Prep Time 30 minutes
Cook Time 6 hours
Total Time 6 hours 30 minutes
Course Dessert
Cuisine American
Servings 8 people
Calories 971 kcal

Equipment

  • 8-inch square baking pan
  • Mixing bowls
  • Parchment paper
  • Food processor

Ingredients
  

  • 6 tbsp salted butter, melted
  • 1 cup sliced fresh strawberries
  • 5 cups vanilla ice cream
  • 1 cup mini salted pretzels
  • 1 cup strawberry jam
  • 4 cups strawberry ice cream
  • 15 gingersnap cookies

Instructions
 

  • Line an 8-inch square pan with parchment paper.
  • Pulse pretzels and gingersnaps into crumbs, mix with butter, and press into the pan.
  • Freeze for 15 minutes.
  • Spread 4 cups vanilla ice cream on the crust.
  • Freeze for 30 minutes.
  • Swirl strawberry ice cream with jam and layer it.
  • Freeze for 30 minutes.
  • Add ½ cup vanilla ice cream and top with sliced strawberries.
  • Wrap and freeze for 4 hours.
  • Lift cake with parchment, let sit for 5 minutes, slice, and enjoy.

Notes

  • Use graham crackers instead of gingersnaps for a milder flavor.
  • Add a pinch of cinnamon to the crust mixture for warmth.

Nutrition Facts:

Calories971kcal
Total Fat18g
Carbohydrates60g
Protein3g

Few Things To Avoid When Making The Strawberry Ice Cream Pretzel Cake!

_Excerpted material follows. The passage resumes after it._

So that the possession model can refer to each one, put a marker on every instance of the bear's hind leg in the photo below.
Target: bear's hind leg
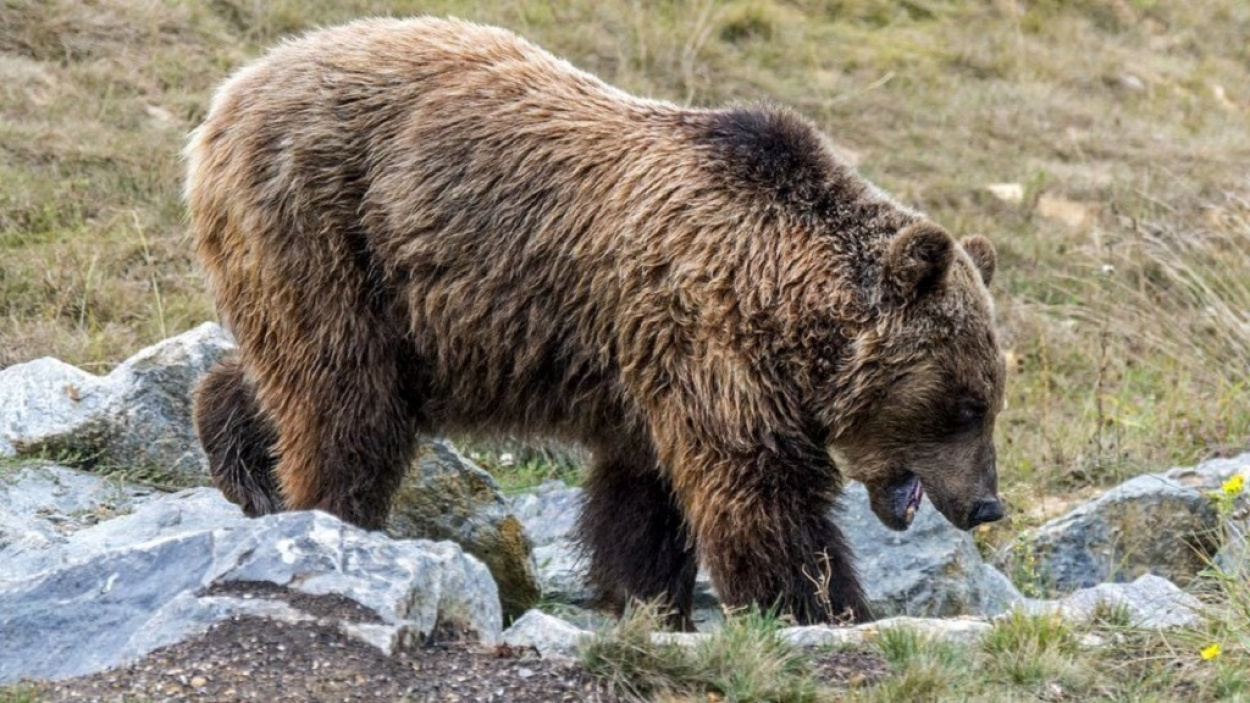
(346, 430)
(238, 438)
(640, 548)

  1. Skipping the freezing steps: Ensure each layer is frozen before adding the next to prevent the layers from mixing or collapsing.
  2. Using melted ice cream: Slightly softened ice cream works best for spreading; melted ice cream can create a runny mess.
  3. Forgetting to line the pan: Without parchment paper, removing the cake from the pan will be challenging.
  4. Rushing the slicing: Allow the cake to sit for 5 minutes before slicing to ensure clean and even cuts.